Height died at 3:41 a.m., said hospital spokesman Ron Harris. No cause of death was given.
Height, who had been chair and president emerita of the National Council of Negro Women, worked in the 1960s alongside civil rights pioneers, including the Rev. Martin Luther King Jr., future U.S. Rep. John Lewis and A. Philip Randolph. She was on the platform when King delivered his "I Have a Dream" speech at the 1963 March on Washington.
President Obama called her a hero and the "godmother" of the movement, noting she "served as the only woman at the highest level of the civil rights movement -- witnessing every march and milestone along the way."
"And even in the final weeks of her life -- a time when anyone else would have enjoyed their well-earned rest, Dr. Height continued her fight to make our nation a more open and inclusive place for people of every race, gender, background and faith."
Blog: Height's career highlights
Friend and former U.S. Labor Secretary Alexis M. Herman said she was "deeply saddened" by Height's death.
"She was a dynamic woman with a resilient spirit, who was a role model for women and men of all faiths, races and perspectives," Herman said. "For her, it wasn't about the many years of her life, but what she did with them."
Height's years of service span from Roosevelt to the Obama administration, the council said in a statement announcing her death and listing the highlights of her career.
Height was awarded the Presidential Medal of Freedom in 1994 by President Clinton and the Congressional Gold Medal in 2004. She was among a handful of key African-American leaders to meet with Obama at the White House recently for a summit on race and the economy.
Her name is synonymous with the National Council of Negro Women, a group she led from 1957 to 1988, when she became the group's chair and president emerita. She was also a key figure in the YWCA beginning in the 1930s.

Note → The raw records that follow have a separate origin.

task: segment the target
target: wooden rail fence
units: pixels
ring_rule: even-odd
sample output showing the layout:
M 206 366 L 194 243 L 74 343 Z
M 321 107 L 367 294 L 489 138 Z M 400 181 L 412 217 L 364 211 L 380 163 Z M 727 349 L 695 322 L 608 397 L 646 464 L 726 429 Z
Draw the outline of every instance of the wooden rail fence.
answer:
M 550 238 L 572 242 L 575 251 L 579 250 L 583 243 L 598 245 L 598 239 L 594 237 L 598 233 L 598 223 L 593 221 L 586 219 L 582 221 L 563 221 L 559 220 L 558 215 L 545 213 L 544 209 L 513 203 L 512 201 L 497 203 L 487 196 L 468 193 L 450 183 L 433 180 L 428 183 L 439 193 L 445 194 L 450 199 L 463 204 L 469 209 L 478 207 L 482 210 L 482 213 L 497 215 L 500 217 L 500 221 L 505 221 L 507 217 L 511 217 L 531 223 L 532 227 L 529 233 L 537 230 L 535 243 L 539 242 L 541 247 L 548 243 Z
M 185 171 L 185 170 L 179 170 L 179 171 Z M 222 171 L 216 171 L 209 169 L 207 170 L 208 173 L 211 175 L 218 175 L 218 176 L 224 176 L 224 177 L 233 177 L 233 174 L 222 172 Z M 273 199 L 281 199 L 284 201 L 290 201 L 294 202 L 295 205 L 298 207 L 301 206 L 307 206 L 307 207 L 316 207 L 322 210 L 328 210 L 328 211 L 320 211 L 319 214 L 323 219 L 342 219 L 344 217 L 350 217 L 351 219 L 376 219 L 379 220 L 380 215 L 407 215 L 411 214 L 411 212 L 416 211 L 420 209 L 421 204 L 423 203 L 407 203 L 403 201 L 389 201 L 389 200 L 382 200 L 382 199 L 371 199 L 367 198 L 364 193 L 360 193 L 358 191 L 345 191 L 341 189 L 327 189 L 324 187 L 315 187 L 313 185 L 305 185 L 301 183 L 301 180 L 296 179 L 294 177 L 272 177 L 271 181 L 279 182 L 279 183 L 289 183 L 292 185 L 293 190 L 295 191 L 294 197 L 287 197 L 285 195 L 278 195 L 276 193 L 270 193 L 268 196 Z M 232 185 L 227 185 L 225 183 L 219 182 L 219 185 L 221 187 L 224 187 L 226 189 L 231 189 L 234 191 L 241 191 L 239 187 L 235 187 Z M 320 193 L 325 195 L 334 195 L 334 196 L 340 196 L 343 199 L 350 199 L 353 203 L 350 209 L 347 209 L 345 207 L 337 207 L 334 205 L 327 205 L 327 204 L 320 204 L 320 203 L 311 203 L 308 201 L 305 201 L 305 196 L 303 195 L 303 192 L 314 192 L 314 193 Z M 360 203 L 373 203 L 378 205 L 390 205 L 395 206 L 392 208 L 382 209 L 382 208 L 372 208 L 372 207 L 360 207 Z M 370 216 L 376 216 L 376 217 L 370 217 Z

Height was born in Richmond, Virginia, and grew up in Rankin, Pennsylvania. Her civil rights work began in 1933 when she became a leader of the United Christian Youth Movement of North America. Among the issues she tackled were fighting to stop lynchings and working to desegregate the armed forces.

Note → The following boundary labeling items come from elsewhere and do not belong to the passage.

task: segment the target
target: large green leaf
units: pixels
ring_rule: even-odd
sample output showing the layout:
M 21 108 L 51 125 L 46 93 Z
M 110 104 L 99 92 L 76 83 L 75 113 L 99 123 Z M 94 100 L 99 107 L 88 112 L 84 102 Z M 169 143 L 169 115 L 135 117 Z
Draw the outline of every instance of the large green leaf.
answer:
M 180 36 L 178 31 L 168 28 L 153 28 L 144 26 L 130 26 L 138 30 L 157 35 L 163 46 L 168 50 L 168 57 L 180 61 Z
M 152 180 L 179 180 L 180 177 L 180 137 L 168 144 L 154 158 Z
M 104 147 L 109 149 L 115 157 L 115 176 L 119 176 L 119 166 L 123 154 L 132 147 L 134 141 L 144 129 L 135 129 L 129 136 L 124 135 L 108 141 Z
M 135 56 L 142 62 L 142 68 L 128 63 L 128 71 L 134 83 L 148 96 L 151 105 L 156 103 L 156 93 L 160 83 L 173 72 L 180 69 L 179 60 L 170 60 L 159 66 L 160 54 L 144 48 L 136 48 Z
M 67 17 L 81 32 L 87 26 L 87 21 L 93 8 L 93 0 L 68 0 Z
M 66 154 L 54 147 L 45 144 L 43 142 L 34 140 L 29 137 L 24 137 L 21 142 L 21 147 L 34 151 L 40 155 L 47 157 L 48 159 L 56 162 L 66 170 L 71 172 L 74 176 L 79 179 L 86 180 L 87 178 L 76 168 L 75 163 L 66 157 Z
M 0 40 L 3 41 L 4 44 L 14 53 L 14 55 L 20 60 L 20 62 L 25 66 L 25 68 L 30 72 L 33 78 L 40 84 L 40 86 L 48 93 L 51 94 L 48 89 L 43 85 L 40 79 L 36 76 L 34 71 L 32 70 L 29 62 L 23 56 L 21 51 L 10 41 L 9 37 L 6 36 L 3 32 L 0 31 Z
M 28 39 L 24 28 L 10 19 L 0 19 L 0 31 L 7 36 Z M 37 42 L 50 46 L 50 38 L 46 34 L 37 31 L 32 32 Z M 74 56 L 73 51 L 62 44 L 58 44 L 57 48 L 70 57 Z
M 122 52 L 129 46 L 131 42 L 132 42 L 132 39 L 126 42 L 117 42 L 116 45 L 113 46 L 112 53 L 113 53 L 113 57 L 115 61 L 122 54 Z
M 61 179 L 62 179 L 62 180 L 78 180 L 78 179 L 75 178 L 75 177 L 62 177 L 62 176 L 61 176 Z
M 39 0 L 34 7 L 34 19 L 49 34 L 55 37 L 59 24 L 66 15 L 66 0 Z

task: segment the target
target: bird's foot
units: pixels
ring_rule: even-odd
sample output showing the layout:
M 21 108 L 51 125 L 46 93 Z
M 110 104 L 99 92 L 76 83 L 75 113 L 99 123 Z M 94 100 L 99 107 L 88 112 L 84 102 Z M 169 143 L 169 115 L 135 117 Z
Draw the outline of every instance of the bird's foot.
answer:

She experienced discrimination and wrote in her memoir about being turned down for admittance to Barnard College in New York.
"Although I had been accepted, they could not admit me," she wrote in "Open Wide the Freedom Gates."
"It took me a while to realize that their decision was a racial matter: Barnard had a quota of two Negro students per year, and two others had already taken the spots."
At its 1980 commencement ceremonies, Barnard awarded Height its highest honor, the Barnard Medal of Distinction.
Under Height's leadership, the National Council of Negro Women dealt with the "unmet needs of women and their families by combating hunger and establishing decent housing and home ownership programs through the federal government for low-income families."
The organization spearheaded voter registration drives and started "Wednesdays in Mississippi" in which female interracial groups helped at Freedom Schools, institutions meant to empower African-Americans and address inequalities in how the races were educated.
Lewis, the Georgia Democrat and fellow civil rights leader, said Height was fighting for social justice "long before Dr. King and some of us appeared on the scene."
"She was truly a pioneer, and she must be remembered as one of those brave and courageous souls that never gave up, never gave in," Lewis said. "She was a feminist and a major spokesperson for the rights of women long before there was a women's movement."
iReport: Height speaks at the 2008 Democratic National Convention
U.S. Rep. Barbara Lee, the California Democrat who is chairwoman of the Congressional Black Caucus, said Height's efforts "undergirds the work" of the caucus.
She called Height "a bold and brilliant African-American woman who blazed many trails and opened many doors for a countless number of Americans, particularly the empowerment of women and girls, during her lifelong quest for justice."